The way to solve that issue with multithreading is to call _beginthread() on each task of the function and then wait for all the threads to finish, right?

How do I know if that's gonna be efficient and actually benefit to minimize big_task() running time?

I also heard that multithreading efficiency depends on the platform and hardware of the client. That means that it's something I need to query in the beginning of my program as well..?

One more question, when coding in Windows, is it better to use CreateThread() rather than _beginthread()? I write cross platform applications but if CreateThread() is more efficient than I could specialize my code to use that in Windows.

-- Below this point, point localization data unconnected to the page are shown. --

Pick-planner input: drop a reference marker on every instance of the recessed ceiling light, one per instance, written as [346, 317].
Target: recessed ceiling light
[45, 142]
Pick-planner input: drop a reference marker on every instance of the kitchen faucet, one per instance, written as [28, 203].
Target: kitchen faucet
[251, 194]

Can you shed some light on the type of tasks? (networking, db-access, disk-io, cpu time?) — Stefan, Nov 19 '15 at 08:24
if you're using C++11 I believe that you can use `std::thread` instead. — default, Nov 19 '15 at 08:24
Well first thing is if you are on a multiprocessor / multicore system, of course multithreading will be faster. — Alexandre Lavoie, Nov 19 '15 at 08:25
@Stefan it's plain cpu calculations. I calculate 4x4 matrices and apply the results to data structures. — McLovin, Nov 19 '15 at 08:26
@AlexandreLavoie: only if these tasks can be parallel executed ;-) — Stefan, Nov 19 '15 at 08:26
Also, consider calculating the theoretical maximal speedup with Amdahl's law, sometimes it is surprising how a task that has some non-parallellizable part becomes not so amenable to parallellization speedup. — Erik Alapää, Nov 19 '15 at 08:29
If you want to measure the exact speed up, run it with timers ( example here: http://cboard.cprogramming.com/c-programming/112560-timers-c.html) twice - once without parallel, once with. If you want to really get stuff to work fast, try using timers to find out exactly which part takes how long, and then you can use that info for more efficient paralleling... — shapiro yaacov, Nov 19 '15 at 08:38
@shapiroyaacov But the thing is I don't know what will be the hardware of my client/s, so I must code two versions of each method, one that includes multithreading and an other that doesn't..? — McLovin, Nov 19 '15 at 08:44
I don't think you need to. Maybe an `if` somewhere to check the number of cores. no point paralleling stuff on a single core (don't know where you'd find nowadays something that is single cored, but anyway..). My suggestion was strictly for development purposes... — shapiro yaacov, Nov 19 '15 at 08:48
Is there a standard function that checks number of cores, so I know how many threads I need to create? — McLovin, Nov 19 '15 at 09:14
http://www.boost.org/doc/libs/1_59_0/doc/html/thread/thread_management.html#thread.thread_management.thread.hardware_concurrency — Domagoj Prelošćan, Nov 19 '15 at 09:23
@Pilpel If you are satisfied you should accept one of the answers. It does not need to be my answer ;-) — Domagoj Prelošćan, Nov 19 '15 at 14:39

score 5 · Answer 1 · answered Nov 19 '15 at 08:27

5

The way to solve that issue with multithreading is to call _beginthread() on each task of the function and then wait for all the threads to finish, right?

this way you will parallelize your big function, so yes thats true.

How do I know if that's gonna be efficient and actually benefit to minimize big_task() running time?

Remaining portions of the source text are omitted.